- Periods: Upper Paleolithic, Neolithic and Bronze Age
- Location: Alashan, Inner Mongolia

= Rock Paintings of Alashan =

Archaeological site in Alashan, Inner Mongolia

Rock Paintings of Alashan or Rock Paintings of Alxa (阿拉善岩画 (阿拉善岩畫, Ālā shàn Yánhuà)), also known as Alxa Rock Art or Alashan Rock Art, are images carved into the rocks of Alashan, Inner Mongolia. These rock paintings have distinctive characteristics, mainly in the dense images and fresh carvings, and the subject matter is mainly the expression of human activities.
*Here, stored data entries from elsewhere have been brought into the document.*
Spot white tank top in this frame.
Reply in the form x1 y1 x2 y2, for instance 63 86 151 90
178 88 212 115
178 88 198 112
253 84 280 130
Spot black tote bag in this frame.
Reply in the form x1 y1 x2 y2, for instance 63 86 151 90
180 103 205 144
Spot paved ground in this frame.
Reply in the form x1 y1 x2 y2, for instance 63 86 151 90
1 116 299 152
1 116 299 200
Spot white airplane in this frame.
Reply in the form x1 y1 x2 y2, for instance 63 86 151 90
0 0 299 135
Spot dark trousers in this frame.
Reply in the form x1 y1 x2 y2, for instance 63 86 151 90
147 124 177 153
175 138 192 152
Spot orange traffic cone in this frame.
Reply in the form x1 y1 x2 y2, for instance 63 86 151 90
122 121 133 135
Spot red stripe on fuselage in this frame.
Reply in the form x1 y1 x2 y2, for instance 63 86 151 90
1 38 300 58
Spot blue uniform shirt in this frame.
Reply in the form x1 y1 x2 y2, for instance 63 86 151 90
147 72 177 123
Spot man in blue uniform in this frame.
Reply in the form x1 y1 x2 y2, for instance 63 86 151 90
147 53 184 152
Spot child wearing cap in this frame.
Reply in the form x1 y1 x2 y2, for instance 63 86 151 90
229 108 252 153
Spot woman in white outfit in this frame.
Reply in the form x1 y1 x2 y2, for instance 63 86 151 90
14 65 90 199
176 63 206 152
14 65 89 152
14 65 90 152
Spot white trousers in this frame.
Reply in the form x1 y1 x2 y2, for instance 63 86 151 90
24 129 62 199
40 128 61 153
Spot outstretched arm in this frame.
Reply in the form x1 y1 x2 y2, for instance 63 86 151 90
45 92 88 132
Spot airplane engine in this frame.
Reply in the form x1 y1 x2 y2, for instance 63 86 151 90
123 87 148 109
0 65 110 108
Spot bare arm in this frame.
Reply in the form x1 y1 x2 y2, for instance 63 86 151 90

The census of cultural relics conducted in Alashan in 1985 brought Rock Paintings of Alashan into the public eye. As of March 2020, more than 50,000 groups of Alashan Rock Art have been discovered.

==Distribution==
Rock Paintings of Alashan are mainly distributed in Alashan Left Banner and Alashan Right Banner of Alashan League in the western part of Inner Mongolia, including Yinshan Rock Paintings, Rock Paintings of Helan Mountains (贺兰山岩画) and Rock Paintings of Mandela Mountains (曼德拉山岩画). Alashan Rock Art is called "Historical Picture Scroll of the Northern Peoples" (北方民族的历史画卷).

==Creation periods==
The creation periods of Alashan Rock Art can be divided into three major periods, namely Upper Paleolithic, Neolithic and Bronze Age.

==Conservation==
In February 2019, the Administrative Office of Alxa League (阿拉善盟行政公署) issued and implemented the Measures for the Protection and Management of Alashan Petroglyphs (阿拉善岩画保护管理办法), which provides a legal basis for the protection of Alashan Petroglyphs.

==Style Characteristics==
The content of the subject matter of Alashan Rock Art includes hunting, herding, dancing, wars, vehicles, tents and villages made up of tents, in addition to various animals. In addition, there are various patterns and Tibetan characters.

These petroglyphs reproduce the colorful life scenes of the primitive clan tribes, as well as Xiongnu, Qiang, Dangxiang, Mongolian and other ethnic groups that used to be active on the Alashan grassland in ancient times.